George W. Crockett, Jr.

George William Crockett Jr. ( born August 10, 1909 in Jacksonville, Florida, † September 7, 1997 in Washington DC ) was an American politician. Between 1980 and 1991 he represented the state of Michigan in the U.S. House of Representatives.

Career

George Crockett attended the public schools of his native land and from then until 1931, the Morehouse College in Atlanta ( Georgia). After a subsequent law studies at the University of Michigan in Ann Arbor and its made ​​in 1934 admitted to the bar he began in Jacksonville at work in his new profession. He was one of the few African-American lawyers who practiced at that time in Florida. In 1937, Crockett was involved in the founding of the first racially integrated bar association in the United States.
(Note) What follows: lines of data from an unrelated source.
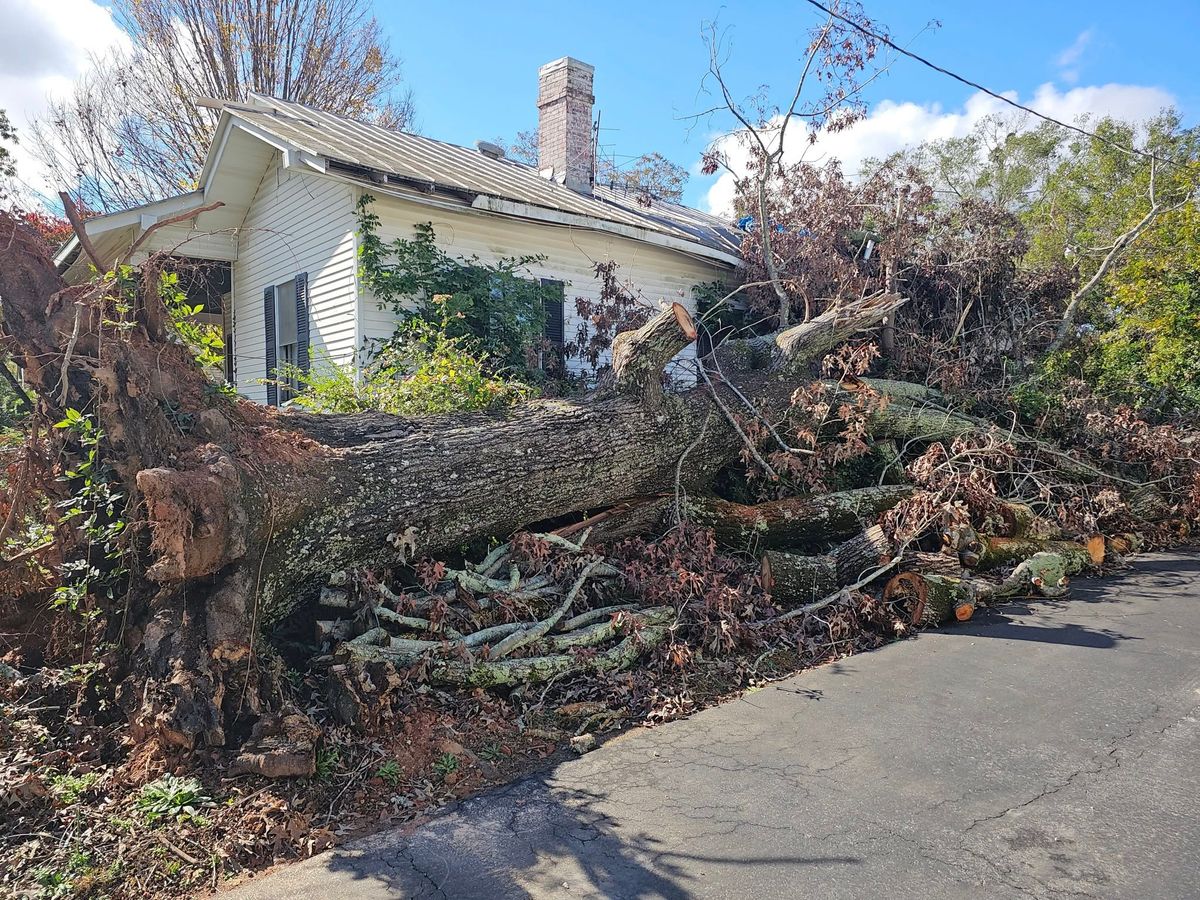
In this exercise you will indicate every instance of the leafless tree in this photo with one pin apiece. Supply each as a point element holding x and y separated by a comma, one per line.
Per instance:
<point>132,130</point>
<point>839,61</point>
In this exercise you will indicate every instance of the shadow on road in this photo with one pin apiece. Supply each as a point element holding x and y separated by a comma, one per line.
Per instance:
<point>532,838</point>
<point>995,623</point>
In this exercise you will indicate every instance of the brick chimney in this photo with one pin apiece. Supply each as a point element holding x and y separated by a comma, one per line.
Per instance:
<point>564,123</point>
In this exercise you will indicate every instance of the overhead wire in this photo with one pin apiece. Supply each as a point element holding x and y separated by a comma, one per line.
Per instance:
<point>1001,97</point>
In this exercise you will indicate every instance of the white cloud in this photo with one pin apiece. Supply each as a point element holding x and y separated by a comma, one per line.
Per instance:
<point>43,48</point>
<point>1069,59</point>
<point>893,126</point>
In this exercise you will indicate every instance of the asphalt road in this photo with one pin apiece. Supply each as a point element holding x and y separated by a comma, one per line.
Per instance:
<point>1042,751</point>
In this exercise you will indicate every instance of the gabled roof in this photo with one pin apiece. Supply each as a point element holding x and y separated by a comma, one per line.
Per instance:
<point>412,166</point>
<point>433,166</point>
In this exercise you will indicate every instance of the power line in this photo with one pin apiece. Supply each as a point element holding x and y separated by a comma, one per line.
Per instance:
<point>978,87</point>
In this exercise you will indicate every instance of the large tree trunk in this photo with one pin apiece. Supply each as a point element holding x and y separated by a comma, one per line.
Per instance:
<point>249,510</point>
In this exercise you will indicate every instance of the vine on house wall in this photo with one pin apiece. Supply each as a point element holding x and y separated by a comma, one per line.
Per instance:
<point>498,307</point>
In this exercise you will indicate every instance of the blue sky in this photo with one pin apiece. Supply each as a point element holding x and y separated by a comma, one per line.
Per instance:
<point>473,65</point>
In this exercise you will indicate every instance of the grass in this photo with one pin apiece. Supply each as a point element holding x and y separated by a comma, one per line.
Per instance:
<point>445,765</point>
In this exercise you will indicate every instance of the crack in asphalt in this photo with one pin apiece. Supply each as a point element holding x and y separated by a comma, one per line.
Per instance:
<point>1102,766</point>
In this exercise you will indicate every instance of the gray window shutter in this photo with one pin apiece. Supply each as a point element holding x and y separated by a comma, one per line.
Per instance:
<point>303,360</point>
<point>273,390</point>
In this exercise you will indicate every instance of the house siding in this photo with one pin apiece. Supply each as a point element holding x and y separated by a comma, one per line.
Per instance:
<point>659,275</point>
<point>297,222</point>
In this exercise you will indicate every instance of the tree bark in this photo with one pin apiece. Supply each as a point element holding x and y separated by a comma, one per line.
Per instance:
<point>796,521</point>
<point>793,579</point>
<point>249,509</point>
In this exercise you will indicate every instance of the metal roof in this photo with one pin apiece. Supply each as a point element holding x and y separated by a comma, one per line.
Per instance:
<point>439,167</point>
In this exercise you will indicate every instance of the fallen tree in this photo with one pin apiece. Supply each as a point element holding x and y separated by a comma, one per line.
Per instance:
<point>240,515</point>
<point>246,511</point>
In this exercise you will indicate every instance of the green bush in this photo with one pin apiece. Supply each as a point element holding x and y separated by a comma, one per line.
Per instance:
<point>419,371</point>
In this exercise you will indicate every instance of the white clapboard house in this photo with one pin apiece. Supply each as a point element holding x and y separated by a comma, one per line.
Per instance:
<point>283,241</point>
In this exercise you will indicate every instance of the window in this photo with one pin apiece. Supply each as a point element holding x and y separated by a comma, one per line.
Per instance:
<point>552,303</point>
<point>286,343</point>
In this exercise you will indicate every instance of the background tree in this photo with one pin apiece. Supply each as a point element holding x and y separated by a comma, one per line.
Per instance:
<point>652,175</point>
<point>841,59</point>
<point>7,166</point>
<point>132,130</point>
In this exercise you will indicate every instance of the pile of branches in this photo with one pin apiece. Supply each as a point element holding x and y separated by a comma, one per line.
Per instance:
<point>631,553</point>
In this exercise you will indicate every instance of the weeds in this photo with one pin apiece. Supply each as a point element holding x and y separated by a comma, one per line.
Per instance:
<point>173,797</point>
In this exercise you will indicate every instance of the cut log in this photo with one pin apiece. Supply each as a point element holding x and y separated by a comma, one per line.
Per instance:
<point>1121,545</point>
<point>862,553</point>
<point>791,579</point>
<point>249,509</point>
<point>930,600</point>
<point>931,563</point>
<point>640,357</point>
<point>1012,551</point>
<point>796,521</point>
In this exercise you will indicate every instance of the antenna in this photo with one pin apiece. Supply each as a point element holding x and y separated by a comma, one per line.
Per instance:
<point>595,145</point>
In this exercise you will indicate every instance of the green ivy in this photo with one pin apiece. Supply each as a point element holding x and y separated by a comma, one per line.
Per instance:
<point>204,341</point>
<point>419,371</point>
<point>498,306</point>
<point>96,508</point>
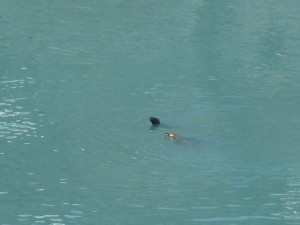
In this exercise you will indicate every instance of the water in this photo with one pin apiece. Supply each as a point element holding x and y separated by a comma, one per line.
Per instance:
<point>79,79</point>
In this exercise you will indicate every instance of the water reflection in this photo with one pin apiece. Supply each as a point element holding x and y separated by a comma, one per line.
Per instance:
<point>17,118</point>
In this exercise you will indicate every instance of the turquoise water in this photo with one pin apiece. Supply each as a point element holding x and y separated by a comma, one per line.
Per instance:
<point>79,80</point>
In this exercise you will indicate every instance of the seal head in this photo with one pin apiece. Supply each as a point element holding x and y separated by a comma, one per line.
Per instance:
<point>171,135</point>
<point>155,121</point>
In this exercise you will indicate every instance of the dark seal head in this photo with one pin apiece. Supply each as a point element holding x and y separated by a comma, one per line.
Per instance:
<point>171,135</point>
<point>155,121</point>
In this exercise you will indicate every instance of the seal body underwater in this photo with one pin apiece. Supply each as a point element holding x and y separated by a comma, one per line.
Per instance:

Between 1939 and 1943, Crockett was the first African American lawyer who worked for the Federal Ministry of Labour. In 1943 he directed some hearings in negotiations on labor rights issues. Between 1946 and 1966, Crockett was a senior partner of one of the first racially integrated law firms in the United States. In 1948 he acted as one of the defenders in a treason trial against eleven leaders of the Communist Party - among them Gus Hall, Henry Winston and Eugene Dennis. In the process, he and four of his colleagues were sentenced to four months in prison for contempt of court, which he served in a federal prison in Ashland ( Kentucky) in 1952.

Crockett was a member of the Democratic Party and campaigned for racial integration; He was an opponent of U.S. Senator Joseph McCarthy. He represented some of the testifying parties before the Committee on Un-American intrigues people. Crockett supported the civil rights movement and promoted the creation of racially integrated law firms in the South. Between 1967 and 1979, Crockett was a judge in Detroit. In 1980, he was also a consultant of this city. Following the resignation of Congressman Charles Diggs, he was elected as his successor in the U.S. House of Representatives in Washington at the due election for the 13 seats of Michigan, where he took up his new mandate on 4 November 1980. After several re- elections he could remain until January 3, 1991 at the Congress. He was at times a member of the Judiciary Committee, the Foreign Affairs Committee and the Select Committee on Aging.

In 1990, Crockett decided not to re- Congress candidate. After his retirement from the U.S. House of Representatives, he withdrew into retirement and died on 7 September 1997 in federal capital Washington. He was married twice. With his first wife he had three children Etheline.